Regarding your comment about the denominator being zero never happens, but is presenting yet another corner case I hadn't considered =). I'll look into it further.



I hate being wrong.


Andrew W

No worries - happens to the best of us. It's good that you're helping me get all the corner cases worked out. My next goal is to take this algorithm up to the third dimension maintaining time-efficiency and ultimately up to 'n' dimensions, so getting all the bugs worked out while I'm still down here in 2d land is helping immensely.
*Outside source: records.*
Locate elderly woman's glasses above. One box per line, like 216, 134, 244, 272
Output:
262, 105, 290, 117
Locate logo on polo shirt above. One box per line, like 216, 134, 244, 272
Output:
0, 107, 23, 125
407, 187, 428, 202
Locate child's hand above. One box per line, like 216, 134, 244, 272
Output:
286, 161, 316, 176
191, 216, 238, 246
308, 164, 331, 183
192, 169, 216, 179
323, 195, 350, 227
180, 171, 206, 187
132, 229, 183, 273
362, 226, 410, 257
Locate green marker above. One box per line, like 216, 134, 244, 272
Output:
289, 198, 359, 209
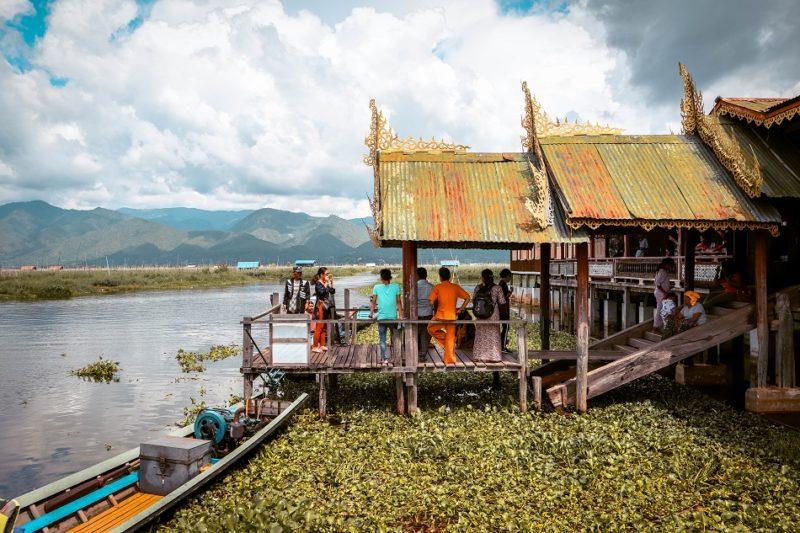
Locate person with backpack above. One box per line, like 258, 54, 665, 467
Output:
472, 268, 506, 363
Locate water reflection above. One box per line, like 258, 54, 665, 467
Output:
0, 275, 375, 497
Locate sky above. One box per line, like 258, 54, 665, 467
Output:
0, 0, 800, 217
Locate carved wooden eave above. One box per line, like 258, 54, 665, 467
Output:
363, 98, 469, 246
678, 63, 763, 198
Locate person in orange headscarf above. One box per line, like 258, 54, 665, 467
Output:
428, 267, 470, 365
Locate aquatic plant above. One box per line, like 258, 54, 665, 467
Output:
70, 356, 119, 383
175, 343, 241, 372
160, 373, 800, 531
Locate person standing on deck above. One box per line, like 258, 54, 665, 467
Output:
428, 267, 470, 365
283, 266, 311, 315
653, 257, 675, 335
417, 267, 433, 361
472, 268, 506, 363
369, 268, 403, 365
499, 268, 512, 353
311, 267, 336, 353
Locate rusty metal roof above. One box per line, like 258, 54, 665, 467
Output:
711, 96, 800, 128
541, 135, 780, 232
718, 117, 800, 198
378, 151, 588, 249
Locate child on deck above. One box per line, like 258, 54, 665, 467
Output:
369, 268, 403, 365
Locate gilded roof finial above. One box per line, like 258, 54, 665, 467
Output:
678, 63, 763, 198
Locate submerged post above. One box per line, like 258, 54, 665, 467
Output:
539, 242, 550, 350
575, 242, 589, 413
755, 230, 769, 388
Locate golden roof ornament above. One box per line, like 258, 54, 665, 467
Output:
364, 98, 469, 168
678, 63, 763, 198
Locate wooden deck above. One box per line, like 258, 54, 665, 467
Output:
253, 344, 520, 374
Hm, so actually the case of perpetually unbalanced sides does's not as I described earlier -- it's the far more ridiculous case in which the points lie along a quarter-circle, but only along midpoints biased on one side of the arc-midpoint (if that makes any sense at all). So if you're traveling from pi/2 to 0 along an arc, having points at pi/4, then pi/8, then pi/16, then pi/32, etc. would cause the algorithm to enter an n + (n-1) + (n-2) + ... + 1 recurrence relation. But that sort of data is too highly organized to be realistic.